From mboxrd@z Thu Jan  1 00:00:00 1970
From: Ric Wheeler <rwheeler@redhat.com>
Subject: Re: Data Deduplication with the help of an online filesystem check
Date: Mon, 04 May 2009 10:29:58 -0400
Message-ID: <49FEFBE6.40209@redhat.com>
References: <20090427033331.GC17677@cip.informatik.uni-erlangen.de> <1240839448.26451.13.camel@think.oraclecorp.com> <20090428155900.GA1722@cip.informatik.uni-erlangen.de> <49F728F6.6030307@wpkg.org> <20090428173251.GB7217@cip.informatik.uni-erlangen.de> <49F73FC9.3070607@partiallystapled.com>
Mime-Version: 1.0
Content-Type: text/plain; charset=ISO-8859-1; format=flowed
Cc: Thomas Glanzmann <thomas@glanzmann.de>,
	Tomasz Chmielewski <mangoo@wpkg.org>,
	Chris Mason <chris.mason@oracle.com>,
	linux-btrfs@vger.kernel.org
To: Michael Tharp <gxti@partiallystapled.com>
Return-path: <linux-btrfs-owner@vger.kernel.org>
In-Reply-To: <49F73FC9.3070607@partiallystapled.com>
List-ID: <linux-btrfs.vger.kernel.org>

On 04/28/2009 01:41 PM, Michael Tharp wrote:
> Thomas Glanzmann wrote:
>> no, I just used the md5 checksum. And even if I have a hash escalation
>> which is highly unlikely it still gives a good house number.
>
> I'd start with a crc32 and/or MD5 to find candidate blocks, then do a 
> bytewise comparison before actually merging them. Even the risk of an 
> accidental collision is too high, and considering there are plenty of 
> birthday-style MD5 attacks it would not be extraordinarily difficult 
> to construct a block that collides with e.g. a system library.
>
> Keep in mind that although digests do a fairly good job of making 
> unique identifiers for larger chunks of data, they can only hold so 
> many unique combinations. Considering you're comparing blocks of a few 
> kibibytes in size it's best to just do a foolproof comparison.

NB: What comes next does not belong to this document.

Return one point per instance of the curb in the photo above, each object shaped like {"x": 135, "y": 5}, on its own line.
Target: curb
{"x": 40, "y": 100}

There's 
> nothing wrong with using a checksum/digest as a screening mechanism 
> though.
>
> -- m. tharp

One thing in the above scheme that would be really interesting for all 
possible hash functions is maintaining good stats on hash collisions, 
effectiveness of the hash, etc. There has been a lot of press about MD5 
hash collisions for example - it would be really neat to be able to 
track real world data on those,

Ric